Farmers are being given longer to sign up for Countryside Stewardship following criticism that applicants were given too little time to join last year.
The 2016 application window for the Higher-tier and Mid-tier of the Countryside Stewardship scheme will open earlier and for longer this year, said Natural England.
Growers and livestock producers will be able to apply for the next round of Countryside Stewardship from 14 March, it said on Friday (12 February).
The new window will remain open until 30 September.
Natural England chief operating officer Guy Thompson said the agency had taken on board concern that the scheme opened for applications only during the busy summer months during 2015.
“Taking on board the lessons learned from last year and the feedback we’ve received, we’ve made a number of improvements to Countryside Stewardship this year.
“Applicants will have more time to develop their agreements and better information to help them.
“We’re working to make it as simple as possible for farmers to apply, while still making sure this targeted scheme makes the biggest possible difference to our environment.”
Mr Thompson said new and improved guidance material would be available from mid-March.
An online option selection tool would make it easier for applicants to choose the right high-scoring options for their applications, he added.

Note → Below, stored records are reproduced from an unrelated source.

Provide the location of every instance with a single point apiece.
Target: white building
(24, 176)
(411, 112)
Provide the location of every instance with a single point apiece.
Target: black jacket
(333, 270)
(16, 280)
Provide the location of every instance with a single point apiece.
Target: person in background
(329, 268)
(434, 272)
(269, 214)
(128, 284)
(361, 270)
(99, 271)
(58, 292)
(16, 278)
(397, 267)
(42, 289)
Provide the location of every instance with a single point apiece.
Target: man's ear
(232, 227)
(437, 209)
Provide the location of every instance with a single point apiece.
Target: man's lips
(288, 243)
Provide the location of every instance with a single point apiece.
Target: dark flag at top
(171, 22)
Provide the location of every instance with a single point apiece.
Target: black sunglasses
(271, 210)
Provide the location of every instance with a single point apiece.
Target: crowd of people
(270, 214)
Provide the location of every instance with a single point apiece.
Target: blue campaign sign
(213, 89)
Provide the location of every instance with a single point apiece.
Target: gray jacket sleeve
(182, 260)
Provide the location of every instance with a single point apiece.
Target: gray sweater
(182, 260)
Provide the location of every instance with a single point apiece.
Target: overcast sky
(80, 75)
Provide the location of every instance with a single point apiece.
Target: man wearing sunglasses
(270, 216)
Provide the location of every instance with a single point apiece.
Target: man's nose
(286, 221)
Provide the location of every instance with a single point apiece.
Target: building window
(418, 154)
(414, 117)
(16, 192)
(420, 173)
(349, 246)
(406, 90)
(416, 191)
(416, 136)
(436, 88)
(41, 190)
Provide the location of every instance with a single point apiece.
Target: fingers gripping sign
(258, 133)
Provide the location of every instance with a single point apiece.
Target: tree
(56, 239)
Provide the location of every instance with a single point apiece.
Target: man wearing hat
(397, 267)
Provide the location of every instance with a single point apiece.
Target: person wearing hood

Some £900m is available for projects to restore habitats, improve water quality and woodland, reduce flood risk, protect landscapes and provide year-round food and shelter for wildlife.
But just 3,000 agreement offers were issued after the flagship scheme was launched last year as a replacement for Entry-level and Higher-level Stewardship.
Farmers described some 800 pages of guidance notes – including requirements to keep photographic records of landscape features – as draconian and ridiculous.
Just 13% of farmers responding to an NFU survey said the guidance answered their questions and 82% were not satisfied with the ease of finding the information they needed.
NFU vice-resident Guy Smith said: “The most important part of the scheme is farmers’ ability to make it work for both the environment and their business.
“We’ve seen some huge holes in the first year of the scheme – the ‘wobbly’ start which Defra admitted to – which tell us it needs significant work.”
Mr Smith said the NFU would hold Defra and Natural England to the commitment they had made on improving the scheme every year.
“Farmers shouldn’t have to decipher guidance – it should be simple, usable and available as early as possible,” he said.
“We know the appetite is there for agri-environment schemes and we need to make it easy for farmers who are interested in applying to do so.
“We stated the need for a longer application window to the minister. This would allow applicants the time to develop applications before harvest.
“Record-keeping requirements must be sensible and there should be something in it for livestock farmers – the scheme must have environmental options for this sector.
Mr Smith said he was confident that uptake would improve if improvements were made.
“With this, we must have the reassurance that resources will be in place to deliver Countryside Stewardship agreements in a timely manner.”
The Natural England website includes a timeline of other important dates for Countryside Stewardship application windows in 2016.